Hi Guys,
I'm writing a program that must display images of any size to a
screen of dimensions 320x568.
I'm handling fixing the aspect ratio myself.
I have handled the cases where both image dimensions are smaller
than screen dimensions (just print it in the middle of the screen).
And also handled where only one image dimension is larger than
one screen dimension (resize the image making the larger
image dimension match the screen dimension).
Having some trouble deciding what to do if both image dimensions
are larger than both screen dimensions:
Code:
if (oldx > 320 && oldy > 568) { // image is taller and wider than the screen
if (oldx-320 < oldy-568) {
newx = oldx / oldy * 568; // get new width
newy = 568;
posx = centerx - (newx/2); // get new x position
posy = centery - (newy/2);
} else {
newy = oldy / oldx * 320; // get new height
newx = 320;
posy = centery - (newy/2); // get new y position
posx = centerx - (newx/2);
}
}
centerx and century are just coordinates for the centre of the screen,
and might as well be 160 and 284...
They are only variables because I sometimes move the image around.

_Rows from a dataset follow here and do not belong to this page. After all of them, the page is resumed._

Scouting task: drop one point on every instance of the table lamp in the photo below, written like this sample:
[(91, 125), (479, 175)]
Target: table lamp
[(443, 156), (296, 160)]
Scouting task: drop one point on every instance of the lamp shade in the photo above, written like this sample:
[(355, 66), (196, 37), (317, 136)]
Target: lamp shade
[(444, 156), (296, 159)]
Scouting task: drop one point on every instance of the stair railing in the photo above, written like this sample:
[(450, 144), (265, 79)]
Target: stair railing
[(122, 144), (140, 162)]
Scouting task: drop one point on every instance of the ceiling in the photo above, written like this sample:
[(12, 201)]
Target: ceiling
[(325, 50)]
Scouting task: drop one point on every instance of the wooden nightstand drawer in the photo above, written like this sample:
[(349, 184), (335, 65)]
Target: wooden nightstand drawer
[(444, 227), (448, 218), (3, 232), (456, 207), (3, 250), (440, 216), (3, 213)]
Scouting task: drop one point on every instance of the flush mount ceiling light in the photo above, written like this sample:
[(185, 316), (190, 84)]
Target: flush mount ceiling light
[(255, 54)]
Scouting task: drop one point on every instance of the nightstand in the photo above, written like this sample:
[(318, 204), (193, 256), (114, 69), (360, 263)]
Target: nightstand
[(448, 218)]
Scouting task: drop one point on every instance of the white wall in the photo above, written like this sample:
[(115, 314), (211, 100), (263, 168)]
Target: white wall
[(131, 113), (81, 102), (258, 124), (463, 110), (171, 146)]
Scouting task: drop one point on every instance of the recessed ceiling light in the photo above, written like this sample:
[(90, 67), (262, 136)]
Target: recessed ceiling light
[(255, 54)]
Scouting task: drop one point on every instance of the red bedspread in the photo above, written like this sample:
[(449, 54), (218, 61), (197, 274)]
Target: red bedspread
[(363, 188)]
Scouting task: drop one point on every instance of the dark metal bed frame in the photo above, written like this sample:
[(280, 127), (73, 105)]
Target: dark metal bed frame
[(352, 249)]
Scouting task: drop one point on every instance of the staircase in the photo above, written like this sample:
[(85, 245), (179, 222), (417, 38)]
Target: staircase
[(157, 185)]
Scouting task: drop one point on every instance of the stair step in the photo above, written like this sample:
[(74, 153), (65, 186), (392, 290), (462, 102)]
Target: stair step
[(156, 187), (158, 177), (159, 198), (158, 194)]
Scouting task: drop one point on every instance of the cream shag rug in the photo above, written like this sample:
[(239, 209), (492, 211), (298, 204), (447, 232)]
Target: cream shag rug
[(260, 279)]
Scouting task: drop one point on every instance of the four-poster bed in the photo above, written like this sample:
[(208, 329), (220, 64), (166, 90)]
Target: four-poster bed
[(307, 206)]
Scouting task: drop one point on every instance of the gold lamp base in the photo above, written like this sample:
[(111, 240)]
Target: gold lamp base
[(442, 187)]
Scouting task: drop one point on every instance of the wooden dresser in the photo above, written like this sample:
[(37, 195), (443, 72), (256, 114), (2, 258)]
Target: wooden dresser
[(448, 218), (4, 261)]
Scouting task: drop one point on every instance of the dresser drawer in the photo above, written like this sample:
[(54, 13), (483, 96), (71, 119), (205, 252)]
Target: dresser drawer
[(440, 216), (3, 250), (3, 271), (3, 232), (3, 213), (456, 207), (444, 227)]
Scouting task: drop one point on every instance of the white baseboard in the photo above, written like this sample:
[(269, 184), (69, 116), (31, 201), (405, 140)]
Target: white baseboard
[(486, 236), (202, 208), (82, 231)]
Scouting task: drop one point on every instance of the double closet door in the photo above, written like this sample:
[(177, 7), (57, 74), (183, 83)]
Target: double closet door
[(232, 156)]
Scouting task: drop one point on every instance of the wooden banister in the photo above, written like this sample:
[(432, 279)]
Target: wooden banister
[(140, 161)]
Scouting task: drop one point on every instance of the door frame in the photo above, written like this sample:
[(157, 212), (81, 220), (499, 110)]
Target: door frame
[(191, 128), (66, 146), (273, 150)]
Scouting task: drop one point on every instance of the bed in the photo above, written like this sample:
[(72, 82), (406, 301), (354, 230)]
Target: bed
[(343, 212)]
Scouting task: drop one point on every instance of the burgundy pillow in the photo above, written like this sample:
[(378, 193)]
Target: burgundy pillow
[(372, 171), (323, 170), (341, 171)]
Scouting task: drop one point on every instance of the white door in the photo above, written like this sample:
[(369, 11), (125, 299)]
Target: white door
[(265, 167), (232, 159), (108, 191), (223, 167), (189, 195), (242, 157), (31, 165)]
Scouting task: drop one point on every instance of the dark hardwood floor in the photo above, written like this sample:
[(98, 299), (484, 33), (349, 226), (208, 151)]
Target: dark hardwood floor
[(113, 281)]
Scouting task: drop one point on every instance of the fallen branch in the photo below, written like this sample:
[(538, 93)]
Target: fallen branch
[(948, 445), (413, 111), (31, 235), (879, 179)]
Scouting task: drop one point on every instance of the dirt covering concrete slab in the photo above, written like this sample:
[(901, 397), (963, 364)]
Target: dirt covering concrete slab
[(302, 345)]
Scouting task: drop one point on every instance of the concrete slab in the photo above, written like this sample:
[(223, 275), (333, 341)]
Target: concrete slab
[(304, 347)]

Now one example actual problem is, if the input image dimensions are
640x958, the output dimensions are 379x568 (adjusted to the wrong dimension so 379 is wider than the screen),
if the input dimensions are 534x660, the output is 320x395... Correct!!
I think the solution lies in the second if/then line.
Any help appreciated!!
EDIT,,, whoops.. posx and posy are the screen coords to draw the image.
if the image is 320x568, posx and posy should both be zero because the
image dimensions match the screen size exactly.